Eventually, Kay agreed to follow Ike from England to Algiers. It was a stormy sea voyage, cut short the night of Dec. 21, 1942 by a U-boat’s torpedo off the coast of Algeria. Kay managed to scramble into a lifeboat before the vessel, SS Strathallan, sank. She arrived in North Africa with little more than the clothes she stood up in. Ike had his own problems – namely the fallout from the assassination of the Vichy French leader Admiral Francois Darlan, which had taken place while Ike was out of town. Reunited, the two spent the Christmas of 1942 cuddled up together, and all but ignored the outside world.
In 1943, Ike appointed Kay his private secretary – despite the fact that she had problems spelling, typing or writing.

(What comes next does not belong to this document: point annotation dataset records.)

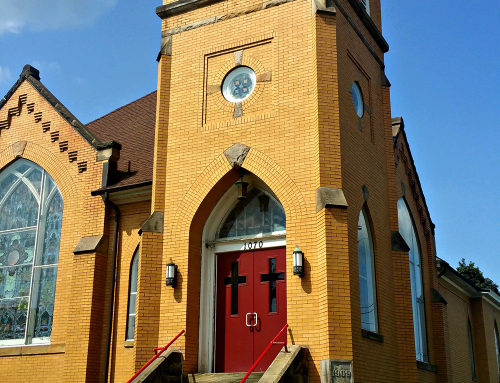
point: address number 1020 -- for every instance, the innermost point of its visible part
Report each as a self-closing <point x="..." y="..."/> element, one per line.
<point x="253" y="245"/>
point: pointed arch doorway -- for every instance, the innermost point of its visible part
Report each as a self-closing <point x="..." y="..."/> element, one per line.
<point x="243" y="281"/>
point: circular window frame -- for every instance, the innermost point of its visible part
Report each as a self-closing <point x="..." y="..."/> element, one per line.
<point x="357" y="94"/>
<point x="230" y="75"/>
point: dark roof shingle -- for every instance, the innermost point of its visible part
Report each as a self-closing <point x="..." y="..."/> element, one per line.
<point x="133" y="126"/>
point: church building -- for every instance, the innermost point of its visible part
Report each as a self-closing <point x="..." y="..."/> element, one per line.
<point x="263" y="192"/>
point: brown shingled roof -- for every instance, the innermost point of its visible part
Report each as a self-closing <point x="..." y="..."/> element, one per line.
<point x="133" y="126"/>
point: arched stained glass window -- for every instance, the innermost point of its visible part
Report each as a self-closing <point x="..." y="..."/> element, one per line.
<point x="259" y="213"/>
<point x="367" y="290"/>
<point x="408" y="232"/>
<point x="132" y="297"/>
<point x="31" y="210"/>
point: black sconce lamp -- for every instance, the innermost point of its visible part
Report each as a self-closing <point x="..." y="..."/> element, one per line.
<point x="298" y="262"/>
<point x="171" y="279"/>
<point x="241" y="186"/>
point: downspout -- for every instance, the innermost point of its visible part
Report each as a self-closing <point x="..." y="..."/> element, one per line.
<point x="112" y="280"/>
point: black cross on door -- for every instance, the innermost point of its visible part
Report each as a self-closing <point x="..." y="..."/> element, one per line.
<point x="234" y="281"/>
<point x="272" y="277"/>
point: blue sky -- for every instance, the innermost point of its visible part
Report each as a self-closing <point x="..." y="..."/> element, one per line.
<point x="443" y="63"/>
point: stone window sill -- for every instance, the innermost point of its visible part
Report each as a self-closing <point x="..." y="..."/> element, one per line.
<point x="426" y="366"/>
<point x="37" y="349"/>
<point x="372" y="335"/>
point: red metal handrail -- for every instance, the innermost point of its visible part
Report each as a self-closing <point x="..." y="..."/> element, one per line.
<point x="157" y="354"/>
<point x="266" y="350"/>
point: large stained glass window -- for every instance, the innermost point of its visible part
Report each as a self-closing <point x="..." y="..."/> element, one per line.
<point x="367" y="290"/>
<point x="259" y="213"/>
<point x="31" y="209"/>
<point x="132" y="296"/>
<point x="408" y="232"/>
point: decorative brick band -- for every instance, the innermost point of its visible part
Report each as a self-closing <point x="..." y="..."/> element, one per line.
<point x="154" y="224"/>
<point x="166" y="44"/>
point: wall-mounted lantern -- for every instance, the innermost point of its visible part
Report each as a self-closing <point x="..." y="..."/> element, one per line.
<point x="298" y="262"/>
<point x="171" y="279"/>
<point x="241" y="187"/>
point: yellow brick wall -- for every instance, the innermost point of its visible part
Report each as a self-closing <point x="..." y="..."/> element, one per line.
<point x="83" y="216"/>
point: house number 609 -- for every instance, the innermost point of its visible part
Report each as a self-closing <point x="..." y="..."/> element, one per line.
<point x="253" y="245"/>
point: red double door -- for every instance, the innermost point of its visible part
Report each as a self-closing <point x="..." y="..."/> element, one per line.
<point x="251" y="308"/>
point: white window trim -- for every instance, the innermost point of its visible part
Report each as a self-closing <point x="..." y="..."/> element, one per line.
<point x="372" y="286"/>
<point x="418" y="306"/>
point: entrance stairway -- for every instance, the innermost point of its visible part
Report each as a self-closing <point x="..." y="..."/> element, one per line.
<point x="223" y="378"/>
<point x="287" y="367"/>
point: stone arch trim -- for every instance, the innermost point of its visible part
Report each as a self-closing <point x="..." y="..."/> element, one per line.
<point x="256" y="162"/>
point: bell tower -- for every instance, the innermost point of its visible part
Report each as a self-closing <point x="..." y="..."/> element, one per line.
<point x="295" y="91"/>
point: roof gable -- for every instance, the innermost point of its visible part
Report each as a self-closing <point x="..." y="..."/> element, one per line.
<point x="402" y="153"/>
<point x="32" y="76"/>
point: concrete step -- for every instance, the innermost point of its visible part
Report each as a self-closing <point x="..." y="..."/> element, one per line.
<point x="224" y="378"/>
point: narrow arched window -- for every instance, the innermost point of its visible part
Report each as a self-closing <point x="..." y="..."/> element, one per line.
<point x="132" y="297"/>
<point x="408" y="232"/>
<point x="31" y="209"/>
<point x="497" y="348"/>
<point x="471" y="351"/>
<point x="366" y="263"/>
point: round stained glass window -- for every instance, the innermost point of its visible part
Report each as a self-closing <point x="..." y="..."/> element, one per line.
<point x="239" y="84"/>
<point x="357" y="99"/>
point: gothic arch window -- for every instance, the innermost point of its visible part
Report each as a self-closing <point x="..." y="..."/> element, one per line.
<point x="132" y="296"/>
<point x="31" y="209"/>
<point x="409" y="234"/>
<point x="259" y="214"/>
<point x="497" y="348"/>
<point x="471" y="350"/>
<point x="367" y="287"/>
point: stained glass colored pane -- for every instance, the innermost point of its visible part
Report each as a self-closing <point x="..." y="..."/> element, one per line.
<point x="15" y="281"/>
<point x="408" y="232"/>
<point x="259" y="213"/>
<point x="19" y="208"/>
<point x="239" y="84"/>
<point x="13" y="314"/>
<point x="27" y="192"/>
<point x="131" y="327"/>
<point x="132" y="301"/>
<point x="17" y="248"/>
<point x="367" y="290"/>
<point x="52" y="236"/>
<point x="44" y="289"/>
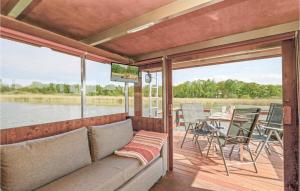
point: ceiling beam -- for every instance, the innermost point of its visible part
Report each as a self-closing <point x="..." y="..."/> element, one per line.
<point x="20" y="6"/>
<point x="169" y="11"/>
<point x="229" y="58"/>
<point x="235" y="38"/>
<point x="222" y="59"/>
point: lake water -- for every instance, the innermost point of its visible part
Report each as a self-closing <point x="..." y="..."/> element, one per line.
<point x="14" y="114"/>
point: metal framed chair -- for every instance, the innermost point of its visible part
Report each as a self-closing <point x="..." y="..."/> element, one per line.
<point x="273" y="130"/>
<point x="239" y="132"/>
<point x="195" y="122"/>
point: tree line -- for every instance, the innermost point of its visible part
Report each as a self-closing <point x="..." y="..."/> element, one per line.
<point x="193" y="89"/>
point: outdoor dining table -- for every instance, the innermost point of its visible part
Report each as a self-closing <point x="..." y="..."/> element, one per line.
<point x="216" y="120"/>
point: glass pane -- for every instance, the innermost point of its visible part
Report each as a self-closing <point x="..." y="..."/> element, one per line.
<point x="38" y="85"/>
<point x="103" y="95"/>
<point x="152" y="94"/>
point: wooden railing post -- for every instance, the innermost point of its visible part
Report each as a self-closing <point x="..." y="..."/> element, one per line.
<point x="291" y="113"/>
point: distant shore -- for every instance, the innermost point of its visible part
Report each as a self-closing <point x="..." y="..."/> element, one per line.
<point x="119" y="100"/>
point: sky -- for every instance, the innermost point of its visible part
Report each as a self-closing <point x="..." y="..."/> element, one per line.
<point x="22" y="64"/>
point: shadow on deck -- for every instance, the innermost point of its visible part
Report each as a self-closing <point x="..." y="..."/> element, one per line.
<point x="195" y="172"/>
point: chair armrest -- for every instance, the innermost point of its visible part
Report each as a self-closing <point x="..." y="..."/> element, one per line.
<point x="164" y="155"/>
<point x="272" y="128"/>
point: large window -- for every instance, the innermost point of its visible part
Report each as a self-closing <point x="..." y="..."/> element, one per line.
<point x="103" y="96"/>
<point x="39" y="85"/>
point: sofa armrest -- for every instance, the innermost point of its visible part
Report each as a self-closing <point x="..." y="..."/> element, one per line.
<point x="164" y="155"/>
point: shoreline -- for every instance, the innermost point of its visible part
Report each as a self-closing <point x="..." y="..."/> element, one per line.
<point x="119" y="100"/>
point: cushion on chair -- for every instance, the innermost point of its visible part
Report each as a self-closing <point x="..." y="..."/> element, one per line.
<point x="31" y="164"/>
<point x="105" y="139"/>
<point x="103" y="175"/>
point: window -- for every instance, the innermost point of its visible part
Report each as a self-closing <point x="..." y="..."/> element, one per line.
<point x="38" y="85"/>
<point x="152" y="105"/>
<point x="102" y="95"/>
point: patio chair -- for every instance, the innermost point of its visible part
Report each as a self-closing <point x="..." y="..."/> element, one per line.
<point x="259" y="128"/>
<point x="239" y="132"/>
<point x="195" y="122"/>
<point x="272" y="130"/>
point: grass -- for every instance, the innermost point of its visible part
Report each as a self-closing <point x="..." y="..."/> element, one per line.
<point x="119" y="100"/>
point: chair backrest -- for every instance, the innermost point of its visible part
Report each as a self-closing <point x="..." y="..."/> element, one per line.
<point x="270" y="111"/>
<point x="241" y="126"/>
<point x="192" y="112"/>
<point x="276" y="116"/>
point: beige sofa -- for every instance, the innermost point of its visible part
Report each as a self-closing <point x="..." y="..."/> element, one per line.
<point x="79" y="160"/>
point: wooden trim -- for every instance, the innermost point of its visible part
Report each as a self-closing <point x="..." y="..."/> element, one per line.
<point x="138" y="96"/>
<point x="148" y="124"/>
<point x="168" y="105"/>
<point x="291" y="115"/>
<point x="23" y="32"/>
<point x="235" y="39"/>
<point x="19" y="134"/>
<point x="19" y="8"/>
<point x="167" y="12"/>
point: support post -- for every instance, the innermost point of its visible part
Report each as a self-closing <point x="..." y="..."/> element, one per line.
<point x="138" y="99"/>
<point x="126" y="97"/>
<point x="83" y="85"/>
<point x="291" y="113"/>
<point x="168" y="105"/>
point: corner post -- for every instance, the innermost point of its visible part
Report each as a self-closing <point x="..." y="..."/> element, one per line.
<point x="83" y="85"/>
<point x="168" y="105"/>
<point x="138" y="99"/>
<point x="290" y="69"/>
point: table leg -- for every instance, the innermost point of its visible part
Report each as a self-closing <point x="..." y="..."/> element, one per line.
<point x="278" y="138"/>
<point x="241" y="152"/>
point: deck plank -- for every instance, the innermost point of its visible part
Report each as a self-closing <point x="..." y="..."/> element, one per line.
<point x="195" y="172"/>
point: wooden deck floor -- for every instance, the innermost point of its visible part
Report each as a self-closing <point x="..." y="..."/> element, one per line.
<point x="194" y="172"/>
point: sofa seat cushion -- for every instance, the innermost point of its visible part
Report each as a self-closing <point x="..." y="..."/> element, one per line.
<point x="31" y="164"/>
<point x="106" y="174"/>
<point x="105" y="139"/>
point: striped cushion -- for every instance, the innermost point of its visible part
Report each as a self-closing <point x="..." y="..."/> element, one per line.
<point x="145" y="146"/>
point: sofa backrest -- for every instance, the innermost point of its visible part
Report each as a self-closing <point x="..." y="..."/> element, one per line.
<point x="31" y="164"/>
<point x="105" y="139"/>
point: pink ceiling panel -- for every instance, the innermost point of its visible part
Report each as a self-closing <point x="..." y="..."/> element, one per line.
<point x="81" y="18"/>
<point x="228" y="17"/>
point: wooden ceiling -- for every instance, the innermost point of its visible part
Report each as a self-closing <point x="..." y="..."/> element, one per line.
<point x="82" y="19"/>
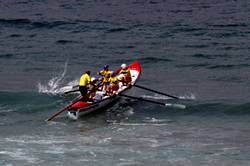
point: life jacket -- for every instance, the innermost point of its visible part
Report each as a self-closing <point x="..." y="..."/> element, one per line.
<point x="113" y="80"/>
<point x="84" y="80"/>
<point x="124" y="71"/>
<point x="104" y="72"/>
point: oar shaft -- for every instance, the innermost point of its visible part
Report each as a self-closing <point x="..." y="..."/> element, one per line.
<point x="140" y="98"/>
<point x="155" y="91"/>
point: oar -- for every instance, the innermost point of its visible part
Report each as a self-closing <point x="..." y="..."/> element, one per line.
<point x="152" y="90"/>
<point x="71" y="91"/>
<point x="181" y="106"/>
<point x="61" y="110"/>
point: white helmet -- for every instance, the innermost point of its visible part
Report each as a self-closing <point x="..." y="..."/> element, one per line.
<point x="124" y="66"/>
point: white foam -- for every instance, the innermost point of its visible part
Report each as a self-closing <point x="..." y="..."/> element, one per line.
<point x="20" y="154"/>
<point x="54" y="85"/>
<point x="188" y="97"/>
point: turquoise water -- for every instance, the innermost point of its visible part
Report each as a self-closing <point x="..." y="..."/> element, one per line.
<point x="195" y="50"/>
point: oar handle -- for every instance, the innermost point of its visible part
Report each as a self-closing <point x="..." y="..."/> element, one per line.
<point x="152" y="90"/>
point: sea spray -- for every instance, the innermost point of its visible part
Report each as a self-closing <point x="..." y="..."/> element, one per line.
<point x="54" y="85"/>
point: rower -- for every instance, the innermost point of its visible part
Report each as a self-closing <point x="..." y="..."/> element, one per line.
<point x="124" y="75"/>
<point x="105" y="73"/>
<point x="93" y="87"/>
<point x="83" y="83"/>
<point x="113" y="84"/>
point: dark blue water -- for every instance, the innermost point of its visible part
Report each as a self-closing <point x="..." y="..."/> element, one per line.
<point x="197" y="50"/>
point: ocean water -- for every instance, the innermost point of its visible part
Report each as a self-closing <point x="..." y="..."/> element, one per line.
<point x="194" y="49"/>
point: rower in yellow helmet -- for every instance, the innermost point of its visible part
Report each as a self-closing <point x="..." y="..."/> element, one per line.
<point x="124" y="75"/>
<point x="105" y="73"/>
<point x="113" y="84"/>
<point x="84" y="82"/>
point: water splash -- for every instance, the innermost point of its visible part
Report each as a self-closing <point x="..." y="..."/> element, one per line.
<point x="190" y="96"/>
<point x="156" y="97"/>
<point x="54" y="85"/>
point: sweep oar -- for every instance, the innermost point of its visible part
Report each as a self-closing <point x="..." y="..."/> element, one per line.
<point x="181" y="106"/>
<point x="71" y="91"/>
<point x="152" y="90"/>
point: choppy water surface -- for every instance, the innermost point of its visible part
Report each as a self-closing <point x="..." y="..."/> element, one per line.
<point x="197" y="50"/>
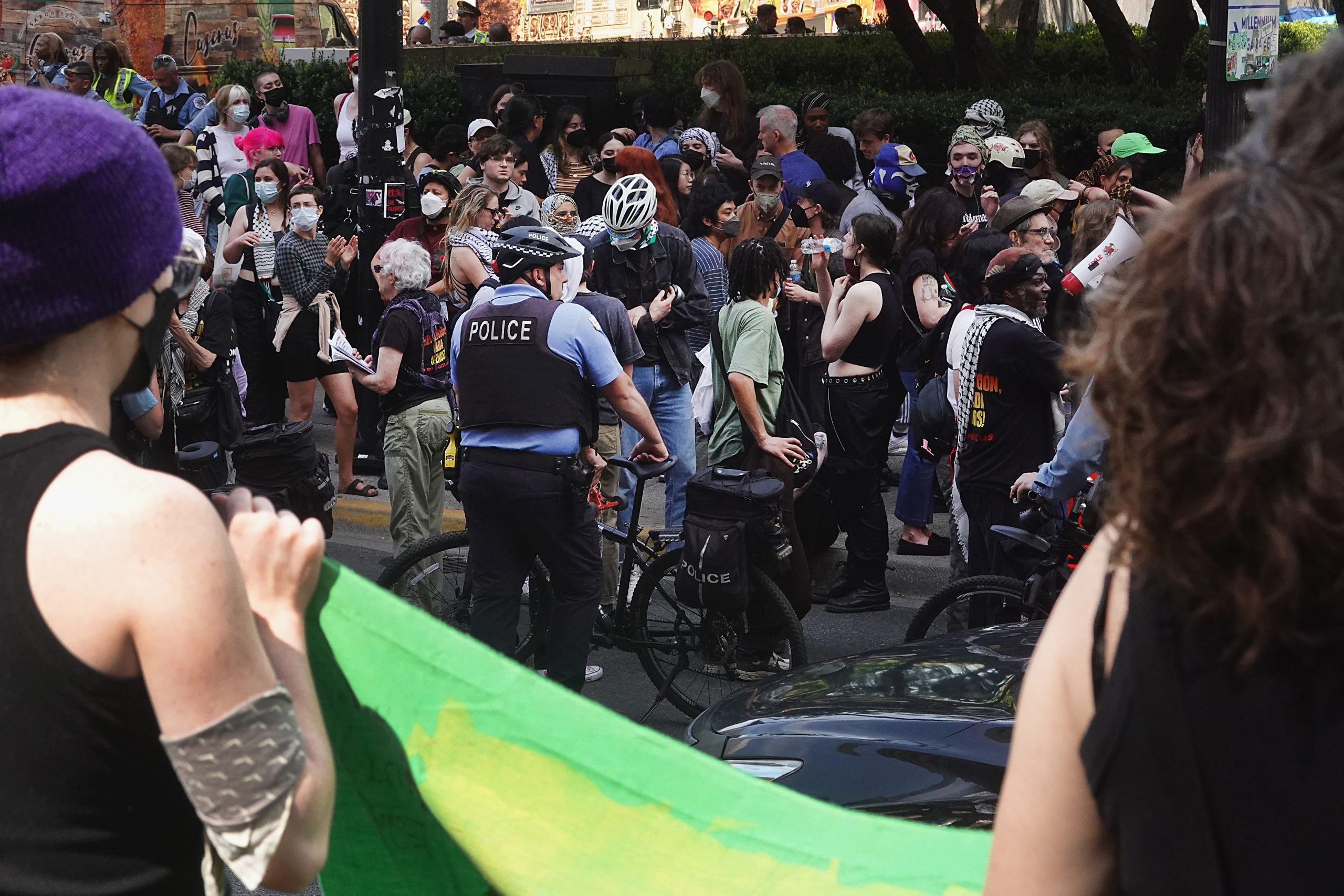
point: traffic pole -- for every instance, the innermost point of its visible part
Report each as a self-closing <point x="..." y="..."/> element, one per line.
<point x="1225" y="113"/>
<point x="381" y="179"/>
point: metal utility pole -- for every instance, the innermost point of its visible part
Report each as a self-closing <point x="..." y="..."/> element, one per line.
<point x="381" y="179"/>
<point x="1225" y="114"/>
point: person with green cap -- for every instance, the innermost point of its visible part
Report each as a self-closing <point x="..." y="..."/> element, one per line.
<point x="145" y="637"/>
<point x="1133" y="144"/>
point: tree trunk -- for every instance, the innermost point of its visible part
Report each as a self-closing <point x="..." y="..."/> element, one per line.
<point x="973" y="56"/>
<point x="1121" y="46"/>
<point x="1028" y="23"/>
<point x="1171" y="26"/>
<point x="902" y="23"/>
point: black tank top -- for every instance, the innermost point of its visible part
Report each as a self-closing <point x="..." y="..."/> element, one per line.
<point x="88" y="800"/>
<point x="873" y="343"/>
<point x="1215" y="782"/>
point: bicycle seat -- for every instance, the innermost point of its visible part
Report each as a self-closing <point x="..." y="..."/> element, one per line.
<point x="198" y="455"/>
<point x="1023" y="537"/>
<point x="644" y="471"/>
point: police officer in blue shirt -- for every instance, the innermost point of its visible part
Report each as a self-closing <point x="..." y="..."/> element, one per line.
<point x="524" y="371"/>
<point x="171" y="105"/>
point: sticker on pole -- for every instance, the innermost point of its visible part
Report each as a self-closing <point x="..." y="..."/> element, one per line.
<point x="1252" y="41"/>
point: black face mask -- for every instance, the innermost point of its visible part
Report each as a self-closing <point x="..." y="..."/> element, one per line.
<point x="276" y="96"/>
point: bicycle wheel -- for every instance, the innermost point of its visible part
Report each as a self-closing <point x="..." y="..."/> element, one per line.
<point x="984" y="599"/>
<point x="701" y="649"/>
<point x="411" y="574"/>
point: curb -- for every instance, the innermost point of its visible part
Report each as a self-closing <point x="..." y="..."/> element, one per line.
<point x="374" y="513"/>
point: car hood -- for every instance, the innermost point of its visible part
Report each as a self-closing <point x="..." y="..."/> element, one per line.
<point x="948" y="683"/>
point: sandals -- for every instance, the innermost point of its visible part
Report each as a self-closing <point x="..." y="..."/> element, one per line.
<point x="361" y="488"/>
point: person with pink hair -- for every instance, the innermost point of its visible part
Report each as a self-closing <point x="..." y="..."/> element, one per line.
<point x="258" y="145"/>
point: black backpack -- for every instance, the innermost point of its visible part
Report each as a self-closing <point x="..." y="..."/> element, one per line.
<point x="731" y="518"/>
<point x="282" y="462"/>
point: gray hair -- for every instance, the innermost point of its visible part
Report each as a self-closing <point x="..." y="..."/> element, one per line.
<point x="780" y="119"/>
<point x="407" y="262"/>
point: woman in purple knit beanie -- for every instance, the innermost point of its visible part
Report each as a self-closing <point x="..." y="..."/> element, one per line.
<point x="139" y="629"/>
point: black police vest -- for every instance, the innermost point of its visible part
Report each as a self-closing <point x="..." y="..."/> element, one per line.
<point x="164" y="113"/>
<point x="507" y="374"/>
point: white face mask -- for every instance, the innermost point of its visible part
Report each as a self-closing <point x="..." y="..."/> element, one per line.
<point x="304" y="218"/>
<point x="432" y="205"/>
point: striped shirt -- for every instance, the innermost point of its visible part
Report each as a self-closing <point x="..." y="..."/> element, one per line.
<point x="710" y="261"/>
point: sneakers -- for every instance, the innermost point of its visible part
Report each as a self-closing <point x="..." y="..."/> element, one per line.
<point x="591" y="673"/>
<point x="865" y="598"/>
<point x="937" y="547"/>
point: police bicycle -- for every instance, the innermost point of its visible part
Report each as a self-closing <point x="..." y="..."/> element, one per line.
<point x="692" y="656"/>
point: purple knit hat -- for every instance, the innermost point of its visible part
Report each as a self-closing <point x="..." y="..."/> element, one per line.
<point x="69" y="163"/>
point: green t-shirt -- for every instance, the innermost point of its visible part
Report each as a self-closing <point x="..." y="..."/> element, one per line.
<point x="750" y="347"/>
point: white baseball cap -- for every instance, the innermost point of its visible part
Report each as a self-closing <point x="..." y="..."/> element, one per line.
<point x="1045" y="191"/>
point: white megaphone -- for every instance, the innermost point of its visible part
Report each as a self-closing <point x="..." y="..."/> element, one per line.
<point x="1121" y="245"/>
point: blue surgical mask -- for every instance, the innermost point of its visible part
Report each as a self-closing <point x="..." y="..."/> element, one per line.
<point x="304" y="218"/>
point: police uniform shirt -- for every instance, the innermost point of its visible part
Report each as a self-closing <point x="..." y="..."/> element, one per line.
<point x="575" y="336"/>
<point x="194" y="107"/>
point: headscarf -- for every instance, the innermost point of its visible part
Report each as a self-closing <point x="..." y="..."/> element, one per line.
<point x="1011" y="268"/>
<point x="988" y="117"/>
<point x="549" y="218"/>
<point x="968" y="135"/>
<point x="706" y="138"/>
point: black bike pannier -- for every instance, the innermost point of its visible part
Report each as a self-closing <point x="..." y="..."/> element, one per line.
<point x="282" y="462"/>
<point x="731" y="518"/>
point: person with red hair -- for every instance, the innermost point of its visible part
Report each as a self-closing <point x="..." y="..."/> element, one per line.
<point x="636" y="160"/>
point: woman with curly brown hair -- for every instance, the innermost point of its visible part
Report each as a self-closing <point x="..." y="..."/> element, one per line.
<point x="1180" y="721"/>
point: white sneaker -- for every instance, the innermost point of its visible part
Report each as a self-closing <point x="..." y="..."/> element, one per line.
<point x="591" y="673"/>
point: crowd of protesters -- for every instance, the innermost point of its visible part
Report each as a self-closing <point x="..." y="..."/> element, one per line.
<point x="959" y="265"/>
<point x="759" y="251"/>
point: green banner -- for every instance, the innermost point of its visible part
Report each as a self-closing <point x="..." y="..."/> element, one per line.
<point x="460" y="772"/>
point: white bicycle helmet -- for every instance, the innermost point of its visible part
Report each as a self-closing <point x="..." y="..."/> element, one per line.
<point x="629" y="205"/>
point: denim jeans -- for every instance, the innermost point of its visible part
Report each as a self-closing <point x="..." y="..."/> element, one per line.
<point x="670" y="400"/>
<point x="915" y="495"/>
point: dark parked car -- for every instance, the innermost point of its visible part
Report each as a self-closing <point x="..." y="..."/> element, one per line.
<point x="918" y="731"/>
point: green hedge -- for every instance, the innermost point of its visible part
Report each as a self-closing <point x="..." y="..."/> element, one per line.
<point x="1069" y="88"/>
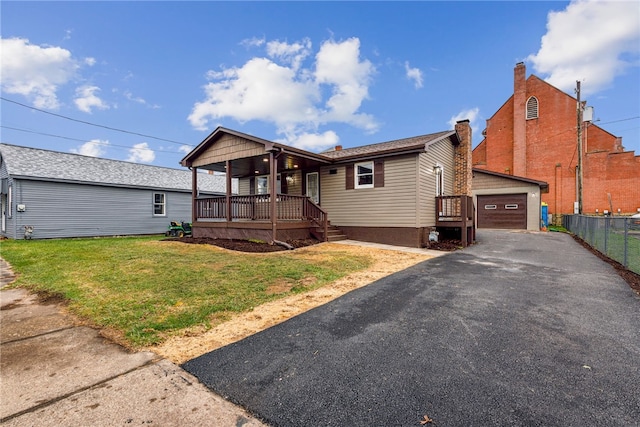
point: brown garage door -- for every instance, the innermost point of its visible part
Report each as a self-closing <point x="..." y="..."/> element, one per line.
<point x="502" y="211"/>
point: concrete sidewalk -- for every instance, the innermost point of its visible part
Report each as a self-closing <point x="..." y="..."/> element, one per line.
<point x="55" y="373"/>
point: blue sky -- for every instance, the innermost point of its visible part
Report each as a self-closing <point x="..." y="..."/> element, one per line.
<point x="308" y="74"/>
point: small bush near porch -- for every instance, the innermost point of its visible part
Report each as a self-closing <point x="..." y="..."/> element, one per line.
<point x="143" y="289"/>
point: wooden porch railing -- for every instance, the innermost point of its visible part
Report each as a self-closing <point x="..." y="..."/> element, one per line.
<point x="454" y="208"/>
<point x="258" y="208"/>
<point x="454" y="212"/>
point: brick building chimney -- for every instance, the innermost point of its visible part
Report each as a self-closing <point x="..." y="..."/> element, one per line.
<point x="519" y="120"/>
<point x="462" y="160"/>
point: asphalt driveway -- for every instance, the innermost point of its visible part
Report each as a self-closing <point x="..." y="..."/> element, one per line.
<point x="521" y="329"/>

Kay continued to host Ike’s dinner parties for VIPs like wartime leaders Winston Churchill and FDR, and to drive Ike the long distances to his forward HQ, but their relationship wasn’t just professional. According to Kay, they kissed and held hands on a night flight to Cairo. They then went sightseeing in the Valley of the Kings and flew to Palestine, where Ike took her to the (closed) Garden of Gethsemane and then wrote her another note: “Good night! There are lots of things I could wish to say – you know them. Good night.” (The note was still in Kay’s wallet when she died at the age of 66.)
The trouble was they were both married – him to Mamie and her to British army officer Gordon Summersby. (She was also having an affair with another American officer, Dick Arnold, but he died while clearing mines in North Africa.)
It didn’t help that Ike called his wife ‘Kay’ several times while he was on furlough in Washington. And, despite his protestations of love for his wife, he omitted to refer to his holidays with Kay in Italy, the south of France or Austria. Ike also ‘forgot’ to mention that he was taking Summersby to the theatre in London at the end of the war, but a picture of the cozy couple appeared on the front page of the British newspapers the following day.
Mamie was furious. She often chided her husband over his particular interest in “Ireland” – a scathing reference to Kay. Mrs. Eisenhower spent much of the war living in the Wardman Park Hotel in Washington D.C. with Ruth Butcher, the wife of Ike’s right-hand man, U.S.Navy officer Harry Butcher. But Butch, as he was known, met a Red Cross girl while serving in Algiers. He divorced his wife in 1945 and married the young woman, Mollie Forde.
Ike, it was said, contacted the U.S. chief of staff, General George Marshall, and suggested he wanted to divorce Mamie and marry the now-divorced Kay. Marshall was reportedly not impressed; indeed, he threatened that Ike would never have another quiet moment if he went through with his plans.
Eisenhower eventually made Kay an officer in the American Women’s Army Corps (WAC) – the only foreigner to be so honored – and pulled strings to get her U.S. citizenship.
Ike (who was by 1945 chief of staff) eventually decided to ship her to California, 3,000 miles away from his office at the Pentagon. Kay left the army shortly after being the victim of an attempted rape — her attacker got 15 years.
Even then, the Summersby-Eisenhower relationship was not over. She continued to write to Ike and to ‘bump into’ him. Fifteen newspaper editors put up $1,000 each to bug her phone on the assumption that she was still seeing him. But by the time Ike became the 34th president of the United States in 1952, it was all over.
Kay married a Wall Street broker; the union lasted just six years.
She later became fashion coordinator for the CBS network but, following the death of Ike in 1969, she was diagnosed with liver cancer. She died in a Long Island hospital in January 1975. Her last wish was that her ashes should be scattered on the family grave where it all began, in west Cork.
Kieron Wood is an Ireland-based journalist and author of the ebook Ike’s Irish Lover – The Echo of a Sigh.